One google later, it appears he did a reading of it on one of his albums, but it's not been reprinted anywhere.A guy at a bar hears about a really tough guy who's never lost a fight. Filled with liquid courage, he challenges the guy to a brawl. The guy replies by chronicling all the injuries he's taken over the years just to be "a winner". He then concedes the fight to the drunk kid, and everybody laughs the kid away. The guy decides he's got two legs that work, and he can breathe without coughing, so he's "a winner". Great poem. Right up there with a copy of Uncle Shelby's Zoo as Shel stuff I'd love to own. "Go over and play with the Gumplegutch, Tommy; there's nothing at ALL to fear! …I'll wait for you here."
OK I lied — I found 'Different Dances' and it is cartoons, not the poems or other writings.But that is why I used to collect the magazines because they were so hard to find anywhere else.That said shel Silverstein's web site is great, even if it is kid centric –
Playboy has it's own weird Puritanism. When they ran excerpts from Norman Mailer's ANCIENT EVENINGS, they edited out the more graphic female sexuality.
Okay, okay, I confess! I bought Playboy for the cartoons. Playboy introduced me to the wonderfully macabre world of Gahan Wilson, and I was huge fan of Kurtzman and Elder's Little Annie Fanny.

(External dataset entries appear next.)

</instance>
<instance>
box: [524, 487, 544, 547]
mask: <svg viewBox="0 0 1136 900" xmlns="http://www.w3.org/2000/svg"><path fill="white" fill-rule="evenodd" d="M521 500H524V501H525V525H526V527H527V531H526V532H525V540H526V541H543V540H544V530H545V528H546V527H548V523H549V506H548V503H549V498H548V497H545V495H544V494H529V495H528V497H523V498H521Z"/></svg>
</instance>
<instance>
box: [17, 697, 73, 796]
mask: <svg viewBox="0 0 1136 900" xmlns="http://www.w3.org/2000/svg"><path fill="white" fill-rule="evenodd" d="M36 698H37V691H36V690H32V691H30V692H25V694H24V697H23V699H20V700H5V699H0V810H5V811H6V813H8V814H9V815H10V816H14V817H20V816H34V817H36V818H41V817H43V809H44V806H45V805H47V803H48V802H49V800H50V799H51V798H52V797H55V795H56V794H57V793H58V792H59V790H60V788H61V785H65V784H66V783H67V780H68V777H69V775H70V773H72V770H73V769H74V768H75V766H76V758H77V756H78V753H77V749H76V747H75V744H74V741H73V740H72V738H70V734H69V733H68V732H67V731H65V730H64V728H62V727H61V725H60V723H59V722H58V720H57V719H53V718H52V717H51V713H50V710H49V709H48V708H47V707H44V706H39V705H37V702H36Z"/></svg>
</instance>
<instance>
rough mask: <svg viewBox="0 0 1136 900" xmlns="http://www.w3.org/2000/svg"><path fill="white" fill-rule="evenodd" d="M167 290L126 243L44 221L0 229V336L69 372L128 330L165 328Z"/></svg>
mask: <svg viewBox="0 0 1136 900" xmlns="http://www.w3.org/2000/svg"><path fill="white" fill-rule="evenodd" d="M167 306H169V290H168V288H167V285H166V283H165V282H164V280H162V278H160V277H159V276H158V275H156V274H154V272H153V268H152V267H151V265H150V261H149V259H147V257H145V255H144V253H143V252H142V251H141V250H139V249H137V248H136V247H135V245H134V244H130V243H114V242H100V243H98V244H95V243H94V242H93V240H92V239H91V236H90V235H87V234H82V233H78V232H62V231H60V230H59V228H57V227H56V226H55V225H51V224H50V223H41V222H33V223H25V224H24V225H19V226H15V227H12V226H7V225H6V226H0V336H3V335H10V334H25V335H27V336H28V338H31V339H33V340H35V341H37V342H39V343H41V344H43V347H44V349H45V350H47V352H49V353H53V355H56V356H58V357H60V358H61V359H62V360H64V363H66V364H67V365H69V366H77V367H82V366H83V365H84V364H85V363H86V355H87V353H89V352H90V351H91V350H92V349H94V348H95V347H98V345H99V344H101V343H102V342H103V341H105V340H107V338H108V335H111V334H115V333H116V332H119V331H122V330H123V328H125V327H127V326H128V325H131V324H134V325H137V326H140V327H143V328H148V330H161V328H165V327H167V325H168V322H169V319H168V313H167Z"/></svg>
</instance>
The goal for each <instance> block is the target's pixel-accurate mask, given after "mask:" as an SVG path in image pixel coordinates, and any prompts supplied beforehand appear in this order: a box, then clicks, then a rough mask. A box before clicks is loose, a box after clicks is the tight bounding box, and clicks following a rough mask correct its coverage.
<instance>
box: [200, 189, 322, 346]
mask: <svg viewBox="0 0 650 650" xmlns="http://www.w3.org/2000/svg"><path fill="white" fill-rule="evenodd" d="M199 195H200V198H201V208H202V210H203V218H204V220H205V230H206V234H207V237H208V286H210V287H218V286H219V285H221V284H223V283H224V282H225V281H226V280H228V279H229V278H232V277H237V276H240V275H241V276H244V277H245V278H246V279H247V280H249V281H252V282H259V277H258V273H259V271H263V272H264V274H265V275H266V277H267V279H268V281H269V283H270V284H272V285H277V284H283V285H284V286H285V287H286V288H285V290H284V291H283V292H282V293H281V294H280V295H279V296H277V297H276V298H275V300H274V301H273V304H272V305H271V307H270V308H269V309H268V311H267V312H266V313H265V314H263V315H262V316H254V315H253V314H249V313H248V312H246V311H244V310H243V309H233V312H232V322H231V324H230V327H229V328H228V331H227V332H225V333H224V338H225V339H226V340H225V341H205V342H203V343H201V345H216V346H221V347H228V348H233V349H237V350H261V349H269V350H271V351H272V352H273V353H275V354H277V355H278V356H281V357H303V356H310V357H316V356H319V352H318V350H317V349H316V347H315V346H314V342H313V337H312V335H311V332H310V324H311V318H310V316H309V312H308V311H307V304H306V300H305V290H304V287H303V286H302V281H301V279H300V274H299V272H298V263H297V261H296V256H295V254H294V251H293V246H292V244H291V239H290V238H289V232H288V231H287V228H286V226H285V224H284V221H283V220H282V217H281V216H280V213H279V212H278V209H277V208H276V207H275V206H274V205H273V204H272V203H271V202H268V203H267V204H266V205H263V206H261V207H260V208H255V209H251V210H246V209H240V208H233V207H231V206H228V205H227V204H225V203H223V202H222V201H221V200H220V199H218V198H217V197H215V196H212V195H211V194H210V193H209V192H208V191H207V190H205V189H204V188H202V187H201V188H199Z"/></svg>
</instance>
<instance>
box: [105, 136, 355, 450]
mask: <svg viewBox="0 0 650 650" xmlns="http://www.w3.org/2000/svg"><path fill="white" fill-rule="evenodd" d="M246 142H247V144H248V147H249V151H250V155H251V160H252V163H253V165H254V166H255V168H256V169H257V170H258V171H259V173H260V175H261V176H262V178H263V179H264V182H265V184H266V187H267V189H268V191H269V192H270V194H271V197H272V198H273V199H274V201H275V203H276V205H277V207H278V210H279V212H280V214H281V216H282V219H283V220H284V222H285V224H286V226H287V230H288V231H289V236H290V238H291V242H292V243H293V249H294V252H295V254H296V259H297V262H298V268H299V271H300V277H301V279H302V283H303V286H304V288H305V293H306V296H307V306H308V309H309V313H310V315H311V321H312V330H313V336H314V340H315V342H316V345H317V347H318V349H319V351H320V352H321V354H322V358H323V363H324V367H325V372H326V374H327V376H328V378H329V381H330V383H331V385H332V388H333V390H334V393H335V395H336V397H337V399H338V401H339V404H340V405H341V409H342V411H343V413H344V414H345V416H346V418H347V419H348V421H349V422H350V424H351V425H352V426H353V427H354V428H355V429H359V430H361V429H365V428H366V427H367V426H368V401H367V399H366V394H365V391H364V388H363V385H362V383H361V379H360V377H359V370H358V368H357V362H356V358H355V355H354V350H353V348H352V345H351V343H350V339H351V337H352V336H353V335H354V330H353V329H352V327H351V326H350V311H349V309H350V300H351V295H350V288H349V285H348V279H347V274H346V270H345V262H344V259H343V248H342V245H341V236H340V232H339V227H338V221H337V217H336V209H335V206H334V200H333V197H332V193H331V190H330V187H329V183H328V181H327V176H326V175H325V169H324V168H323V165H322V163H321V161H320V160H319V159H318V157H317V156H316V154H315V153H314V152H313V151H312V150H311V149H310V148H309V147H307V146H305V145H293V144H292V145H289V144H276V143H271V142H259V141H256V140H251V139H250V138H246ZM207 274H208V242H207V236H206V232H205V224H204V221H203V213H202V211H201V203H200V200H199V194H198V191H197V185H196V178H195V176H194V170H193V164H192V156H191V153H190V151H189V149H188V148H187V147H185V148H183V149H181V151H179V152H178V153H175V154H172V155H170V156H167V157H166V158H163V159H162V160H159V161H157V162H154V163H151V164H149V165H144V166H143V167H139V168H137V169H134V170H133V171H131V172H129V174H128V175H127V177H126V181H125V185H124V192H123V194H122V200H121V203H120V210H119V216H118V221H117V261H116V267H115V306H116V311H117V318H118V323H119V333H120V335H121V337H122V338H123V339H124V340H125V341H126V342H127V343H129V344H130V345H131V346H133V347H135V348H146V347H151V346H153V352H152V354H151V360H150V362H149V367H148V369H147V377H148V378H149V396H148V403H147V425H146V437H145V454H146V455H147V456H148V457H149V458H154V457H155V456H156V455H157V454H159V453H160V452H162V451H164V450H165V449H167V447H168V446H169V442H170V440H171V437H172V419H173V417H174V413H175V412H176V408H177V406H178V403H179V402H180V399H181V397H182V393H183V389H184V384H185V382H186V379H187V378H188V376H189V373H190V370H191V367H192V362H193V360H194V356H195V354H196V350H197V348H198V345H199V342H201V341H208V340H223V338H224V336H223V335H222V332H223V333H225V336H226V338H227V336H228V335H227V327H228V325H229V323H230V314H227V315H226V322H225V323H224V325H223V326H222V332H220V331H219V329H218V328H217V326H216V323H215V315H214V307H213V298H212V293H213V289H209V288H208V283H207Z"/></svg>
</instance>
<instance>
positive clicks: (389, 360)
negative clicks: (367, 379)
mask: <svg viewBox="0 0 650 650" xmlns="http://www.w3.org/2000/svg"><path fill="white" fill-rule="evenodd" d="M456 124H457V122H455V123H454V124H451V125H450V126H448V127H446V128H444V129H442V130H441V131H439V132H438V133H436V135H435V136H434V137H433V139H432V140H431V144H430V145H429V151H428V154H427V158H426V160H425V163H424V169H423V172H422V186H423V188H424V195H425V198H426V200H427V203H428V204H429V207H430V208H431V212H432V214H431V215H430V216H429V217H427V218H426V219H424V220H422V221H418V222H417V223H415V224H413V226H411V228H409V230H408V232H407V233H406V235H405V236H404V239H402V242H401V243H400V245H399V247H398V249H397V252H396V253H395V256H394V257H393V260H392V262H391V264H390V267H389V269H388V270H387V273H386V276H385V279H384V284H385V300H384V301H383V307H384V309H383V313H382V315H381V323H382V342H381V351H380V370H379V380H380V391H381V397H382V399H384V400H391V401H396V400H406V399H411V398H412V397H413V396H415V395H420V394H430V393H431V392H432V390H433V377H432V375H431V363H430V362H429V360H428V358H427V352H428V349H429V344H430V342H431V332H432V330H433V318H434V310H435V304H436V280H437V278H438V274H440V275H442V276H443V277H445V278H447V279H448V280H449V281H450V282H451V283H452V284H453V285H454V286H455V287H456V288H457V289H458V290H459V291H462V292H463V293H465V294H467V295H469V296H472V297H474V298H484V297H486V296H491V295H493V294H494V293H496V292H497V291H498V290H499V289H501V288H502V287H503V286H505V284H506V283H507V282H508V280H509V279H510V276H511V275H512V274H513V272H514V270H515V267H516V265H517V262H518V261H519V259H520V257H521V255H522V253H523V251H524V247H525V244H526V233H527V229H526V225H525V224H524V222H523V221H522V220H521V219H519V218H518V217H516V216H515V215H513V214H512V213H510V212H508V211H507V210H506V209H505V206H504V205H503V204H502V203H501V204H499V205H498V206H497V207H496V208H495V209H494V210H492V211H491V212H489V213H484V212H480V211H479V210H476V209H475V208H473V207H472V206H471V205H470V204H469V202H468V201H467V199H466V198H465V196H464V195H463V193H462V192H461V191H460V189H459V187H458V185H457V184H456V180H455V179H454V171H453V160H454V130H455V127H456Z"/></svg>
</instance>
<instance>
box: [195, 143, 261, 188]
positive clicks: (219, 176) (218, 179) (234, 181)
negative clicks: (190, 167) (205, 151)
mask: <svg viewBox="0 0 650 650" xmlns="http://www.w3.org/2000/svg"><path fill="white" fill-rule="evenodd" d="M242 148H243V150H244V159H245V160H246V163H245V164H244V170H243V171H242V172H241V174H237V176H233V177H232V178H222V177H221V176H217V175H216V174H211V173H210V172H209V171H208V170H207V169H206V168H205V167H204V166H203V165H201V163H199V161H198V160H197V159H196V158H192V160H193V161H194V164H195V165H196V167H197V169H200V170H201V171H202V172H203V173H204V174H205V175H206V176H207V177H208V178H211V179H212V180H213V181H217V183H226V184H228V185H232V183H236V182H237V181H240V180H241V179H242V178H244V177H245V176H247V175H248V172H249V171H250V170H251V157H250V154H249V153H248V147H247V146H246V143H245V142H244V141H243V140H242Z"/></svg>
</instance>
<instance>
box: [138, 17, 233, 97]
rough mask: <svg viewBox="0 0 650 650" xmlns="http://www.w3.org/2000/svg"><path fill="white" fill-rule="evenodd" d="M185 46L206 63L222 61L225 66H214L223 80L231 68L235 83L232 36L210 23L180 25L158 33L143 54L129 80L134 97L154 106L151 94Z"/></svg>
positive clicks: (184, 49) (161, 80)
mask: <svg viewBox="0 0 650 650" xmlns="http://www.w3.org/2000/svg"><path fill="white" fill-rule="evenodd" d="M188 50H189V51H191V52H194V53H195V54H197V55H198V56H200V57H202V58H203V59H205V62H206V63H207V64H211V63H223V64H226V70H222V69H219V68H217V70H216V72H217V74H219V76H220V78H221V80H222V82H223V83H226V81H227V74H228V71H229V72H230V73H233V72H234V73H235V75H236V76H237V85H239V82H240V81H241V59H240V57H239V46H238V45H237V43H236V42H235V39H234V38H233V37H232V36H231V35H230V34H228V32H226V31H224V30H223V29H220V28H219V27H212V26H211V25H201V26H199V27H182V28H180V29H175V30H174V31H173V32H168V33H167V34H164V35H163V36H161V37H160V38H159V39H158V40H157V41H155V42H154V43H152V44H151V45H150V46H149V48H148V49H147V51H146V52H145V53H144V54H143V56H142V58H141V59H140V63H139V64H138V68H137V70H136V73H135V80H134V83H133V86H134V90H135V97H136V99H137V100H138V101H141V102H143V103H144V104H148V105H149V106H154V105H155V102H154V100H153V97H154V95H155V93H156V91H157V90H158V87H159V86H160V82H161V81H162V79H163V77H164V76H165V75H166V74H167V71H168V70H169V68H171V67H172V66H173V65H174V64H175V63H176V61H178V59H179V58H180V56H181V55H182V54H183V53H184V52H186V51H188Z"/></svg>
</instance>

I used to know one of the Party Jokes editors. Entry-level position; his job was to open all the mail and decide which jokes were usable. This was just about the worst job in the world, ever. Think about it: if you've ever read the jokes that were deemed the best of the bunch and for every joke published they received (in those days, at least) several thousand that were worse. I'd hang myself by the end of the first week.
Okay, I have an anthology of Playboy SF. I did, however, volunteer for OMNI, one of Penthouse's sister mags.